Exoplanets, it turns out, are difficult to take detailed pictures of at this point in time. At best, you get a blocked-out star and a tiny bright dot next to it. Although our telescopes are improving decade by decade, we still have to imagine what these distant worlds might look like.
That’s not to say that we cannot detect exoplanets from the ground. While Kepler and TESS use the transit method of finding exoplanets – where they look for dips in the light of a star as a planet passes between the star and the space telescope – ground-based observations can also find and confirm worlds in other star systems. To do this, they use the radial velocity method, where they measure changes in the velocity of a star as an orbiting planet gravitationally tugs on it.

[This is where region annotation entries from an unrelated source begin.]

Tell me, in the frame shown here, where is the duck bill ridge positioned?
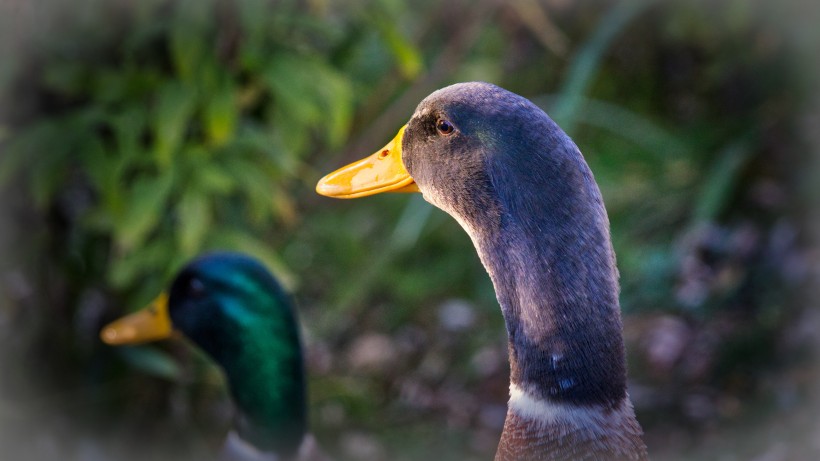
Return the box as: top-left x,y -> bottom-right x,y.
100,293 -> 173,346
316,125 -> 419,198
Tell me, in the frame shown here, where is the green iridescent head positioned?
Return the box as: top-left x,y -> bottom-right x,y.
101,253 -> 306,456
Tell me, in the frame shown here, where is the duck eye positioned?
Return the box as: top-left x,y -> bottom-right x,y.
188,277 -> 205,298
436,118 -> 456,136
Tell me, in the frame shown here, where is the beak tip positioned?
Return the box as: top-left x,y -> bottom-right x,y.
316,178 -> 339,197
100,326 -> 118,345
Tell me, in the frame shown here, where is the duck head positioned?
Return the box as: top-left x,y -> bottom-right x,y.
317,82 -> 645,460
100,253 -> 306,455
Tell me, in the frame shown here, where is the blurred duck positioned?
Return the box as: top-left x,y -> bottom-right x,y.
100,253 -> 326,461
316,83 -> 648,461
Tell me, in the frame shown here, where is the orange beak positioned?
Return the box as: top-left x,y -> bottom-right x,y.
100,293 -> 173,346
316,125 -> 419,198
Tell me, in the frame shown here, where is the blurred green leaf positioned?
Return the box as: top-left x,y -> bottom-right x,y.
170,0 -> 212,83
152,81 -> 196,169
376,21 -> 422,80
176,189 -> 211,257
205,79 -> 239,147
694,139 -> 751,222
114,171 -> 174,251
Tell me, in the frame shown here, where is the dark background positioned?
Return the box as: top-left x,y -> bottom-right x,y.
0,0 -> 820,461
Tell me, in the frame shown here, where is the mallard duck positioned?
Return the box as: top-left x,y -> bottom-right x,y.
100,253 -> 324,461
316,82 -> 648,461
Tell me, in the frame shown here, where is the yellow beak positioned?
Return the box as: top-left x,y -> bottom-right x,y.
100,293 -> 173,346
316,125 -> 419,198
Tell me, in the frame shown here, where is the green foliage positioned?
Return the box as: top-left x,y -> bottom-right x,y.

And astronomers using the 193-centimeter telescope at the Observatoire de Haute-Provence in France were able to detect the known exoplanet Kepler-16b. This particular world fascinated everyone when it was discovered ten years ago because it was the first circumbinary exoplanet discovered, proving that a world like Tatooine in Star Wars could and in fact does exist. The team chose this target to prove that their telescope could be used to find exoplanets, as Dr. Isabelle Boisse explains: Our discovery shows how ground-based telescopes remain entirely relevant to modern exoplanet research and can be used for exciting new projects. Having shown we can detect Kepler-16b, we will now analyze data taken on many other binary star systems, and search for new circumbinary planets.
The results of these observations were published in the Monthly Notices of the Royal Astronomical Society.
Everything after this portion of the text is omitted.